Summary and Reflection on Social Networking

To participate in IEMS5720 social networking is a great pleasure for me. Before I took apart in
this course, I used to think that social networking is more like reading story or report instead of
understanding theory and programming. However, Ms. Rosanna gives us a comprehensive introduction
to the concept, analysis and application of social networking which I never thought of. What’s more,
through several times of doing assignments, I have benefited a lot from this course.

Firstly, I understand what social media analytics is by acquiring relevant information in the
Internet. According to IEEE’s relevant definition, social media analytics is about making and assessing
information framework or tool to extract hidden key information from a large amount of
semi-structured and unstructured data collected in social media services in order to develop meaningful
and significant decision making (IEEE Intelligent Systems,2010). Apart from that, this process is
normally driven by the exact targets and requirements from desired practice. One feature that resembles
social media is that they both involve humanities and technologies. However, the other that doesn’t is
that social media analytics focuses more on “analysis” component such as natural language processing,
sentiment analysis & opinion mining algorithms, social network analysis and recommendation and
ranking.

Secondly, by finishing the two programming assignments, I think I learned a lot from this course.
The first programming assignment is sentiment analysis of comments on my blog, which belongs to
natural language processing category, and the other one encourages us to create a directed graph which
is able to represent the sociomatrix in order to understand and implement concepts such as density,
centrality and degrees etc. in the form of programming. By these two programming assignments, I have
learned basic concepts and mastered programming skills of social network comment analysis.

The last but not the least, it’s enjoyable and challenging to team up with other classmates to finish
the SDG 3 health and well-being. I used to think official data is more important than data from social
media platform since it can guarantee data’s accuracy. Nevertheless, through that process , I gradually
find data from social media more real-time and plentiful and can make a real difference if you
implement them properly.

Generally, taking part in this course is like a grand tour.

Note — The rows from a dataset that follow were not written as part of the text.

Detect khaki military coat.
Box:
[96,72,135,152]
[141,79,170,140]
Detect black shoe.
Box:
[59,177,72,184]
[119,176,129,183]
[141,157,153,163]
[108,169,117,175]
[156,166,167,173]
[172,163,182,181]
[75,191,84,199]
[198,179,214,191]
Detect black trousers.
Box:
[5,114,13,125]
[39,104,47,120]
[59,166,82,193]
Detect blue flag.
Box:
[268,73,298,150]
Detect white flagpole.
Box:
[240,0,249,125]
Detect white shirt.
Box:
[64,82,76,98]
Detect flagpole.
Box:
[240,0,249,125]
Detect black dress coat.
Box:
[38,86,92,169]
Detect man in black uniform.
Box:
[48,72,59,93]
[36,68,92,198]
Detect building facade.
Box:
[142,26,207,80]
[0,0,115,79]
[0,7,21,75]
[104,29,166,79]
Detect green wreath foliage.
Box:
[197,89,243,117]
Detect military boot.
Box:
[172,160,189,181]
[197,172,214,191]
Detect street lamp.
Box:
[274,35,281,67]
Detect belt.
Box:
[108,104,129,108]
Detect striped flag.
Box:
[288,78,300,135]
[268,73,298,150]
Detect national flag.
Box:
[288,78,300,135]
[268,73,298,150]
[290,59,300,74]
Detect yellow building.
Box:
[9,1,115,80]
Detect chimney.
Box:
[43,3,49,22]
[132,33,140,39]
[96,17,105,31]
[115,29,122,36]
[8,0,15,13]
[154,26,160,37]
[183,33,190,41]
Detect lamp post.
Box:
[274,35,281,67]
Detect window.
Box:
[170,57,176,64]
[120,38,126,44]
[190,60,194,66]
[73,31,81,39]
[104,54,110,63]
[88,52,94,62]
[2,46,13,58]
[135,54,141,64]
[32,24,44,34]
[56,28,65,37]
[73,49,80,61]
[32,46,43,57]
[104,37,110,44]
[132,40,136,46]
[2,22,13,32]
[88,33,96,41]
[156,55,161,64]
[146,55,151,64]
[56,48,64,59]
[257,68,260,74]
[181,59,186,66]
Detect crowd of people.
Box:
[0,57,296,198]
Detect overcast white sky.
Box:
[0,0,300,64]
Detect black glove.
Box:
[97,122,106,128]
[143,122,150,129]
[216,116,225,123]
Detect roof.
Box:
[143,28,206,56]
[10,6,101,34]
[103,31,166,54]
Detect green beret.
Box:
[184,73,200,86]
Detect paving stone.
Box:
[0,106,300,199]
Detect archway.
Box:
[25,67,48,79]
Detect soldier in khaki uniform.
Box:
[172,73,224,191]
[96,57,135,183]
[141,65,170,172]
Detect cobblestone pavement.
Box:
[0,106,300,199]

I hope that one day I can implement those
techniques from this course into my work to help people to solve problems and make the world better.

References
1.D. Zeng, H. Chen, R. Lusch, and S.-H. Li. “Social Media Analytics and Intelligence”, IEEE
Intelligent Systems, vol. 25, no. 6, 13-16, 2010.

Blog post3: Can SMA help to realize SDG 1?

Background

As already illustrated in the last two blog posts, social media analytics is about making and assessing information framework or tool to extract hidden key information from a large amount of semi-structured and unstructured data collected in social media services in order to develop meaningful and significant decision making (IEEE Intelligent Systems,2010) and one of UN’s SDG1 targets is to eradicate extreme poverty for all people everywhere, currently measured as people living on less than $1.25 a day by 2030(UN SDG1 target 1.1). So in this blog post, I am going to combine the two topics together and try to illustrate why SMA matters in no poverty campaign, how SMA is applied to help realize “End poverty and all its forms” goal and what relationships need to get handled well.

Why SMA Matters?

As illustrated in the last blog, poverty standard can be varied and its causes can also be significantly different in different regions. On account of that, it is necessary to apply data technology in the work of poverty eradication. Combining with the actual situation of poor areas, finding out the relevant factors of poverty from social media can effectively help people in poor areas get rid of poverty and get a good development. Just take China for example, in Sichuan province, government with social media giant, sina weibo, collects data from people’s post in poor area to clearly identify what factors play negative roles in people’s way to better life. What’s more, compared with traditional data collecting method which includes making and passing archives in paper, SMA can be more effective and accurate and avoid such phenomena that finance aid is put onto wrong people’s hands or corruption happens.

How SMA Is Applied?

Before using SMA technique, establishing electronic archives is priority. Just take China for example, department ask people in poor area to upload their related information about annual income, housing conditions, physical health conditions, children education conditions and so on to wechat platform, which is a social media software issued by Tencent company. And then, using SMA technique to collect and analyze the uploaded data in order to identify the real poor family. Based on previous procedures, after information review, the accuracy and effectiveness of poverty alleviation will be improved by establishing a file in the database and modifying the changed data in time. Apart from the SMA’s identifying function, it can also be implemented to supervise whether the poverty alleviation resources are used into the real poor family instead of corrupted officials and to check that the “no poverty” campaign is put into reality. Just imagine, if the campaign goes wrong, people will upload their true status of their lives in the form of texts, pictures or video to the social media platform so that departments, individuals and even UN organizations will get the true information and know that something is wrong with related policy or methods and respond quickly towards it.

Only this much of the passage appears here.